Yes, they had fine ball players. You can’t win without fine ball players. But Baltimore is a small market city, and to capture talented players you have to spot them ahead of the big cities. Earl could spot talent, and I think one of his greatest gifts was to put together a plan that optimized the talent he had. You could build a team of all superstars but if they can’t play together it won’t win. Earl put together teams piece by piece and somehow managed them into a harmonious unit.

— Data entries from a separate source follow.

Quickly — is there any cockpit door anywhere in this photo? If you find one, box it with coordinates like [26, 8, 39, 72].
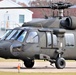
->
[24, 31, 40, 56]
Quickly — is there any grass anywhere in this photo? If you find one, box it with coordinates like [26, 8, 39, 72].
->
[0, 57, 75, 62]
[0, 58, 46, 62]
[0, 72, 76, 75]
[0, 58, 21, 62]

He was way ahead of his time in using statistics. Today the league keeps statistics on everything, every matchup, every situation. Back then they didn’t. Earl kept his own statistics. He would keep the numbers (on index cards if I remember correctly—way before computers) how every one of his players hit against all the pitchers and how his pitchers performed against every hitter in the league. Everyone today goes through those statistics on a daily basis. And Earl revolutionized platooning. It was occasionally done back then, nothing like today. In the early 1980s, Earl matched a platoon of Gary Roenicke and John Lowenstein, two average ball players in their own right, in left field. But teaming them as a platoon, Roenicke hitting against left handers and Lowenstein against right handers, they performed at a superstar level, combining for 45 home runs and 140 RBI in 1982. Today every team looks to platoon players for results like that.

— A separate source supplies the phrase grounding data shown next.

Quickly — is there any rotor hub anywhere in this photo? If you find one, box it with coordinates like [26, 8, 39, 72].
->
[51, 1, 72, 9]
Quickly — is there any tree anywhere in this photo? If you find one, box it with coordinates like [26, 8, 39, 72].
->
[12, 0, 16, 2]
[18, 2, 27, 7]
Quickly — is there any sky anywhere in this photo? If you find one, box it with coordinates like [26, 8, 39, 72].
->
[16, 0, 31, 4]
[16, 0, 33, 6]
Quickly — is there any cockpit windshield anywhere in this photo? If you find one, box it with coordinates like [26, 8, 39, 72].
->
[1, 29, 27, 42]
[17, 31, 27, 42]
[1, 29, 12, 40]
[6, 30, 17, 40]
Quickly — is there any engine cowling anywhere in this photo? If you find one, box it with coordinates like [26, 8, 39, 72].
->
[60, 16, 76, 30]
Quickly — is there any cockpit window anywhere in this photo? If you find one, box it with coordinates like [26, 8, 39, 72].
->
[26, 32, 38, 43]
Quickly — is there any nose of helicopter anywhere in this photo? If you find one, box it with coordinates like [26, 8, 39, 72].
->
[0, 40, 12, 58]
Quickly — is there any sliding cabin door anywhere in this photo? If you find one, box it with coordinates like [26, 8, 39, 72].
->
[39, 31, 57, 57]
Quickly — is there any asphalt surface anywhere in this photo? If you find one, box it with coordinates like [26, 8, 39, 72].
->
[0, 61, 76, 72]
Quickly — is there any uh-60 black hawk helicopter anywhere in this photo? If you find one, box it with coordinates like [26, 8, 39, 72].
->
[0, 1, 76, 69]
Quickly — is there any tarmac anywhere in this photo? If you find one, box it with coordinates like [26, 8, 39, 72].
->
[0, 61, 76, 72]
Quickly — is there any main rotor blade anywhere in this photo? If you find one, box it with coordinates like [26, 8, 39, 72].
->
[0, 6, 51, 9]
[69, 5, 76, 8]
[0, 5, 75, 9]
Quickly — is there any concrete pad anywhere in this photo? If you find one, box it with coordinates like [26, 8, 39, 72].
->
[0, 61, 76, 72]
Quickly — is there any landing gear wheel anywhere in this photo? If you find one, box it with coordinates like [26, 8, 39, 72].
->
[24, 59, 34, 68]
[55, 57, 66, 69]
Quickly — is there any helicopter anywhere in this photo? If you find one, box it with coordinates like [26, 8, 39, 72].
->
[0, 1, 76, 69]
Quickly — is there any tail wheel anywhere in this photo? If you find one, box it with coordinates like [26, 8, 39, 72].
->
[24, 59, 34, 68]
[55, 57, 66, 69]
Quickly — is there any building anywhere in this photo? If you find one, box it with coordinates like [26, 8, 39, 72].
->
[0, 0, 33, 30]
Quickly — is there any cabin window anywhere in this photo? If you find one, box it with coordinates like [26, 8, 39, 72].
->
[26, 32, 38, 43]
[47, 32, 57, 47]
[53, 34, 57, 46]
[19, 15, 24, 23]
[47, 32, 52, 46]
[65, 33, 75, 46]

But I guess the single thing that made Earl famous was his fiery temper on the field. A really nice man off the field, a gentleman actually, he would go ballistic if he felt an umpire made the wrong call against his team. He would argue at length and if the umpire made some snide comment Earl would light up. I don’t really know if his ire consciously poured out or if he just lost personal control. When he argued he would kick dirt, tap the umpire’s forehead with the bill of his cap, then turn his hat around so he could plant his face up against the umpire’s face and yell. He was a character. He was probably ejected more than any other manager of his time, and there were fines and suspensions. But his players loved him because they knew he backed them up. And of course the fans went wild.
Earl was the winningest manager of his time, and fifth of all time. His secret? Pitching, defense, and a three run homer. He never cared for bunting and base stealing. The fourteen years from 1969 (his first full season) through 1982, he won the division title six times, the American League Pennant four times, and the World Series once. And even when they didn’t win the division, they were only within a handful of games from first place. Actually the year after he first retired, 1983, the Orioles went on to win the World Series. That was still his team. Not bad for a small city team.
Well, Earl passed away yesterday, and with it a bit of my childhood. You can read about his passing here.
Here’s a nice little video clip on Earl from the documentary on the history of baseball:
Hall of fame Orioles pitcher Jim Palmer played for Earl all those years.
"He was part of a great franchise," Palmer told USA TODAY Sports. "We had a special group and Earl was our leader. He wasn't a warm and fuzzy guy, but Earl got us to those World Series."
Thanks for those childhood memories. Rest in peace Earl.
Stan Musial, the great St. Louis Cardinal outfielder, also passed away over the weekend. His era was before my time. I never saw him play, but his hitting statistics are remarkable, and I’ve never heard an unkind word about him.